The South African archbishop's recent speech and reflection on the state of affairs within the Communion comes weeks after Nigerian Primate the Most Rev. Peter J. Akinola installed a local minister in Woodbridge, Va., as missionary bishop of the Convocation of Anglicans in North America (CANA) – a growing conservative splinter group and an offshoot of the Church of Nigeria. Akinola has been labeled as a fierce critic of the Episcopal Church, which widened rifts when it consecrated an openly gay bishop in 2003, and has remained firm in his demand that the U.S. arm of Anglicanism get "back in line" with the Anglican Communion.

Primates at a February meeting in Tanzania gave the Episcopal Church a Sept. 30 deadline, requesting an unequivocal pledge not to authorize same-sex blessings and confirm another openly gay bishop "unless some new consensus on these matters emerges across the Communion."

Last month, Archbishop of Canterbury Rowan Williams – the Anglican spiritual leader – said that after the deadline, he would leave the decision about the place of the Episcopal Church in the Communion to the Primates and not himself.

In his recent reflection, Ndungane said, "[I]t seems that center stage is increasingly being given to the Primates – and I very much regret this."

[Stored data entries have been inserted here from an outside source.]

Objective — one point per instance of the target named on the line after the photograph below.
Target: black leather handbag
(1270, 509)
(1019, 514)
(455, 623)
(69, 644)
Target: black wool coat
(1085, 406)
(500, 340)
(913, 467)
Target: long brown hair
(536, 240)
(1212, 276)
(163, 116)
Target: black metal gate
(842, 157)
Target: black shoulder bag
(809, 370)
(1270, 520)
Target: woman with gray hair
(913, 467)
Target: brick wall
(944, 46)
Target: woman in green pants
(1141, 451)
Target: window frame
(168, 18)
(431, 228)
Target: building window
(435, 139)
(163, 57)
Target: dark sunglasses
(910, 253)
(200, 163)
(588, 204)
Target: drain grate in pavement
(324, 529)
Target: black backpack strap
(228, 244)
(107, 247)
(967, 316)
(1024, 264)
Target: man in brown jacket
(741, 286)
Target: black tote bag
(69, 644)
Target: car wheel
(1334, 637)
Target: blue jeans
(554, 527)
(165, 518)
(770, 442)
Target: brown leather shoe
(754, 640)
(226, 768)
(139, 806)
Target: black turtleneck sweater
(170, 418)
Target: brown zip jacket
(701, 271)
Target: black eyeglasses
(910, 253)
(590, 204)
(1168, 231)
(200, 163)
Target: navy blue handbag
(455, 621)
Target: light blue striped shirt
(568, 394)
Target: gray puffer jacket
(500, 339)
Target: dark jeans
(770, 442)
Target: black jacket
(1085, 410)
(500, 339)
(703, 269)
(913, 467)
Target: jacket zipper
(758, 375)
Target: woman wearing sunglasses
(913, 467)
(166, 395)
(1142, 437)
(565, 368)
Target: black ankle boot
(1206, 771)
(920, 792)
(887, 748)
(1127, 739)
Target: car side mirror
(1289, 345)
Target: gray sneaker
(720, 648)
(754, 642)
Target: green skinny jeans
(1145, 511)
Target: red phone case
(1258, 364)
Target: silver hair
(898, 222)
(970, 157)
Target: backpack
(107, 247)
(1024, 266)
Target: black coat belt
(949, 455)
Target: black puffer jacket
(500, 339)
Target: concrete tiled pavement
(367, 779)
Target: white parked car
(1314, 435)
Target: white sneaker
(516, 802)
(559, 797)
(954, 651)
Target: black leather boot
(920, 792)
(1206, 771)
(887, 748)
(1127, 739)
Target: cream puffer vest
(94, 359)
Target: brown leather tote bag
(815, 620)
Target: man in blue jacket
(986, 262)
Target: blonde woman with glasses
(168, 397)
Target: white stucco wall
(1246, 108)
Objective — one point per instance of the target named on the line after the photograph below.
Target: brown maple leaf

"What grieves me most, is that through not holding to the internal processes of this Instrument of Unity, we have undermined, and so lost our grip, on the assumptions of unity in communion that underlie our common life," he said, alluding to the Primates meeting as one of the four Instruments of Unity.

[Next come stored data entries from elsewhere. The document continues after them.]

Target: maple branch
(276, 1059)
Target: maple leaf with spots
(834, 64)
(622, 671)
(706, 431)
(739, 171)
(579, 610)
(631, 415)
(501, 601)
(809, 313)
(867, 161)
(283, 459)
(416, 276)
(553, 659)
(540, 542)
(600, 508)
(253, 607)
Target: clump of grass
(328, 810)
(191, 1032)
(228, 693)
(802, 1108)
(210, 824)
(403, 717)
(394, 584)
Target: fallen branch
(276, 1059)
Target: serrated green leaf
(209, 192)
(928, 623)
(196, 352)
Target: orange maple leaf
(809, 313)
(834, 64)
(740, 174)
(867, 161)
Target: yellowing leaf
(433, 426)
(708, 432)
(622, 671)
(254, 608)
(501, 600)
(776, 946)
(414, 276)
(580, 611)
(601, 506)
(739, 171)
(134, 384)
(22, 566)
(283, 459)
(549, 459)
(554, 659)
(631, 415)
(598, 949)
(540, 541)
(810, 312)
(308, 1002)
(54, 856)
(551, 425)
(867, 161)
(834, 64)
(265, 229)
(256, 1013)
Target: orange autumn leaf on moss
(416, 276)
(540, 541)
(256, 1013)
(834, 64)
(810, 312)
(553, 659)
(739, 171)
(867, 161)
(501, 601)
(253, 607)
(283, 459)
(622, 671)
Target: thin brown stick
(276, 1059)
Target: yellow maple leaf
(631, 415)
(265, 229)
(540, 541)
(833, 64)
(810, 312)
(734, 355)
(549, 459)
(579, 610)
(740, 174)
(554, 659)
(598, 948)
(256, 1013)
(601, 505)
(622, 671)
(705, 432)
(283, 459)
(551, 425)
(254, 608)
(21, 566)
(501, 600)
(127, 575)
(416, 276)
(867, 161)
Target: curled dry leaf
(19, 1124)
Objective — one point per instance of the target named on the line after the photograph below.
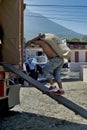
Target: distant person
(1, 41)
(32, 68)
(53, 66)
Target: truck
(11, 50)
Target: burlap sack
(58, 46)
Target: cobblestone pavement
(39, 112)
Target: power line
(65, 19)
(77, 6)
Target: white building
(79, 55)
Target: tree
(84, 39)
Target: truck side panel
(10, 19)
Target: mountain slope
(35, 24)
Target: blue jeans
(53, 67)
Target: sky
(68, 13)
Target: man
(52, 67)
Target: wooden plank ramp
(60, 99)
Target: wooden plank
(60, 99)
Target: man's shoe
(52, 89)
(59, 92)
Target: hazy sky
(69, 13)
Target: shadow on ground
(30, 121)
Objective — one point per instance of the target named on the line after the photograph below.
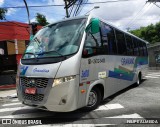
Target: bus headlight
(59, 81)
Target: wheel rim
(92, 99)
(138, 80)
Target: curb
(3, 87)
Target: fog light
(63, 100)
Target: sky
(131, 14)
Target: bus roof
(95, 16)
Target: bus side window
(129, 45)
(145, 49)
(108, 39)
(121, 43)
(92, 43)
(141, 51)
(136, 48)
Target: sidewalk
(8, 93)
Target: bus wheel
(139, 79)
(94, 99)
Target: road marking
(13, 109)
(114, 106)
(135, 115)
(101, 108)
(11, 104)
(151, 77)
(71, 125)
(154, 75)
(28, 115)
(15, 100)
(109, 107)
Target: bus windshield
(56, 40)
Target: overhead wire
(141, 9)
(148, 7)
(35, 6)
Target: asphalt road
(134, 103)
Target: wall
(153, 50)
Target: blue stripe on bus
(121, 76)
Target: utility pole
(27, 10)
(66, 7)
(153, 1)
(128, 28)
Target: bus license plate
(30, 90)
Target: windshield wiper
(31, 54)
(36, 40)
(50, 52)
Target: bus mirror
(93, 27)
(85, 52)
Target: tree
(151, 33)
(2, 13)
(41, 19)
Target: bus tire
(139, 79)
(94, 99)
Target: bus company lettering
(94, 61)
(125, 61)
(40, 70)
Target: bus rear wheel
(139, 79)
(94, 99)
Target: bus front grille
(36, 97)
(34, 82)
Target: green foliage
(150, 33)
(41, 19)
(2, 13)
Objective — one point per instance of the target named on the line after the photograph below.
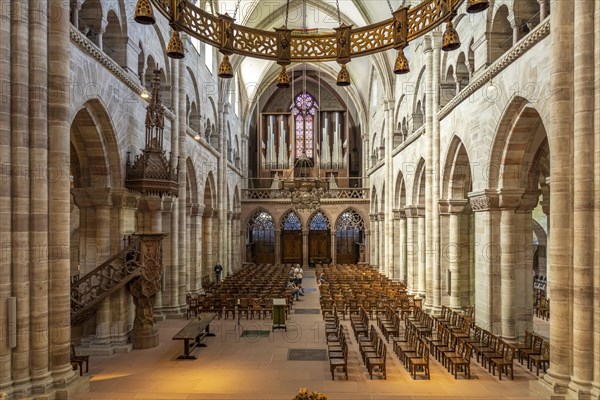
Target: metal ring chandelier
(285, 46)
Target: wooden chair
(378, 362)
(335, 363)
(78, 361)
(462, 361)
(504, 363)
(540, 359)
(420, 364)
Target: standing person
(218, 270)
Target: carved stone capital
(453, 206)
(483, 201)
(399, 214)
(92, 197)
(529, 201)
(509, 198)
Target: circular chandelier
(285, 46)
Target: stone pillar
(412, 248)
(305, 248)
(19, 143)
(381, 244)
(373, 242)
(278, 258)
(560, 244)
(403, 239)
(395, 264)
(425, 248)
(487, 259)
(333, 247)
(5, 205)
(59, 306)
(434, 248)
(583, 198)
(422, 276)
(543, 9)
(458, 264)
(508, 262)
(229, 242)
(208, 243)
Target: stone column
(403, 239)
(229, 242)
(382, 239)
(421, 234)
(412, 248)
(457, 257)
(583, 192)
(487, 259)
(425, 250)
(305, 248)
(208, 243)
(509, 242)
(434, 247)
(543, 9)
(373, 242)
(395, 264)
(59, 305)
(6, 244)
(19, 136)
(560, 244)
(192, 239)
(38, 157)
(278, 258)
(333, 247)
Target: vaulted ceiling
(312, 14)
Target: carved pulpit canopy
(151, 172)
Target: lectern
(279, 314)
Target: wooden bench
(194, 331)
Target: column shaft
(59, 305)
(19, 37)
(38, 157)
(583, 192)
(560, 245)
(507, 273)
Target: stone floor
(250, 368)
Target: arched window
(261, 238)
(304, 109)
(319, 222)
(349, 237)
(291, 222)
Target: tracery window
(319, 222)
(291, 222)
(304, 110)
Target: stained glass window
(319, 222)
(291, 222)
(304, 109)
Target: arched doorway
(319, 239)
(350, 233)
(261, 238)
(291, 238)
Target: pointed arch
(419, 184)
(400, 192)
(290, 221)
(94, 145)
(456, 181)
(520, 134)
(319, 221)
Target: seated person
(322, 278)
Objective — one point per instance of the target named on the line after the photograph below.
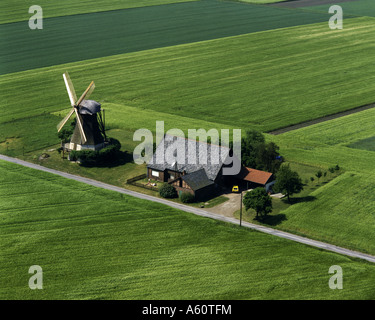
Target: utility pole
(241, 210)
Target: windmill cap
(89, 107)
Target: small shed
(196, 183)
(251, 178)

Ndungane, who has criticized the dominant talks of the controversy over homosexuality within the Anglican Communion, saying that it has sidetracked global issues of AIDS and poverty, stressed again that human sexuality is "not the prime concern for most Christians in their life of faith."

U.S. Presiding Bishop Katharine Jefferts Schori expressed a similar view when she addressed the Church Club of New York (layperson's group) last week. She said this is one of the most exciting times in history to be an Episcopalian and an Anglican.

"The Communion is moving, in what some people see as seismic kinds of ways, but it's moving. It's not a dead and dormant thing," she said as she referred to the talks and work around missions in the Communion, according to the Episcopal News Service.

"I am happy to tell you that almost everywhere I go, I see signs of enormous health and vitality in congregations and dioceses. I don't see people moping."

Akinola and CANA missionary bishop the Rt. Rev. Martyn Minns had stressed the need to get on with the mission of the church and the work of evangelism in the world during the installation service on May 5. Except Minns and about 34 congregations have chosen to proclaim Jesus Christ as "faithful Anglicans" apart from the Episcopal Church, which they believe has departed from Christian orthodoxy and Anglican tradition.

"Of course, some may leave the Communion as a result of our current problems," said Ndungane. "But we must not take ourselves too seriously. As Joost de Blank once said 'God works His purposes out, despite the confusion of our minds.'

"I suspect that future generations will see this as something of a storm in a teacup, and certainly not as central to the Christian life. For the center of Christian life is Jesus Christ."